Country specific characters in Windows user folder name when locating .tfm-file #11848

ghost · 2018-08-13T08:16:35Z

Change to utf-8 format, due to return result.decode('ascii') returning an UnicodeDecodeError: 'ascii' codec can't decode byte 0xc3 in position 17: ordinal not in range(128), when æ,ø or å appears in the path to the .tfm-file.

PR Summary

PR Checklist

Has Pytest style unit tests
Code is PEP 8 compliant
New features are documented, with examples if plot related
Documentation is sphinx and numpydoc compliant
Added an entry to doc/users/next_whats_new/ if major new feature (follow instructions in README.rst there)
Documented in doc/api/api_changes.rst if API changed in a backward-incompatible way

Change to utf-8 format, due to return result.decode('ascii') returning an UnicodeDecodeError: 'ascii' codec can't decode byte 0xc3 in position 17: ordinal not in range(128), when æ,ø or å appears in the path to the .tfm-file.

anntzer

Would be nice to see some docs stating that this is indeed utf8 and not e.g. the current codepage or the encoding stated by $LANG.

ghost · 2018-08-13T10:24:33Z

As this is my first attempt at a contribution towards an open source project, i am not entirely sure what you mean by docs stating that this is utf8.

The change to utf8 from ascii was a hail marry from my side, to fix an issue i had when using matplotlib together with matplotlib.rc('text', usetex=True), on my Windows machine, using MikTex as the LaTeX-interpreter.

I committed this changes in the hopes that someone would review the change and verify that i did not break any of the current functionality of the find_tex_file-function.

ImportanceOfBeingErnest · 2018-08-13T11:35:52Z

What the above comment by @anntzer means is that it is currently not clear if the return of subprocess.Popen(cmd, stdout=subprocess.PIPE).communicate() is necessarily utf-8 encoded, or whether it may depend on the system(-settings).

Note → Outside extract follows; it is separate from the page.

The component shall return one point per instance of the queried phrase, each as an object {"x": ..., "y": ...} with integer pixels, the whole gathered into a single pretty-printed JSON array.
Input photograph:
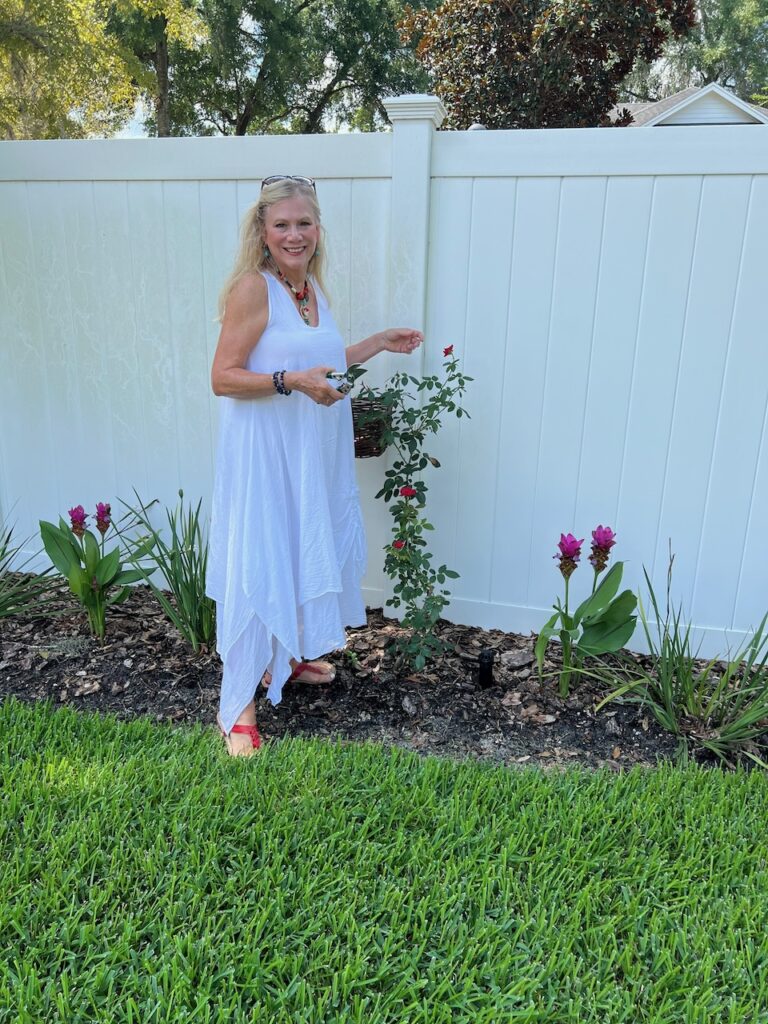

If one could find a documentation where this is specified to be utf-8 in every case, this would be a good fix; else one would probably need a more sophisticated one.

ghost · 2018-08-13T11:49:01Z

@ImportanceOfBeingErnest Thank you very much for the clarification.

I will try and investigate the subprocess.Popen documentation

Another fix might be to write code that detects the language of the system, and only change the decoding when necessary.

ghost · 2018-08-14T09:59:29Z

Alright, so i have looked into the documentation of subprocess.Popen.communicate(), and found no definitive answer to what encoding it uses when piping information from the kpsewhich program.

Running kpsewhich cmmi10.tfm directly in Windows PowerShell resulted in a path C:/Users/Morten M├╕ller/AppData/Local/Programs/MiKTeX 2.9/fonts/tfm/public/cm/cmmi10.tfm , where the ø in "Morten Møller" does not appear to be decoded properly. Although, decoding the piped stdout from kpsewhich using utf-8 gives the correct path, with ø included, in the dviread.py-script.

ImportanceOfBeingErnest · 2018-08-14T11:09:48Z

An option which does not break any existing code, but would solve this problem is probably to try/except both cases,

try:
    res = result.decode('ascii')
except UnicodeDecodeError:
    res = result.decode('utf-8')
return res

ghost · 2018-08-14T11:38:58Z

As suggested by @ImportanceOfBeingErnest, i added the try and except error catching method to only switch to utf8-decoding when ascii fails to decode the piped info from kpsewhich.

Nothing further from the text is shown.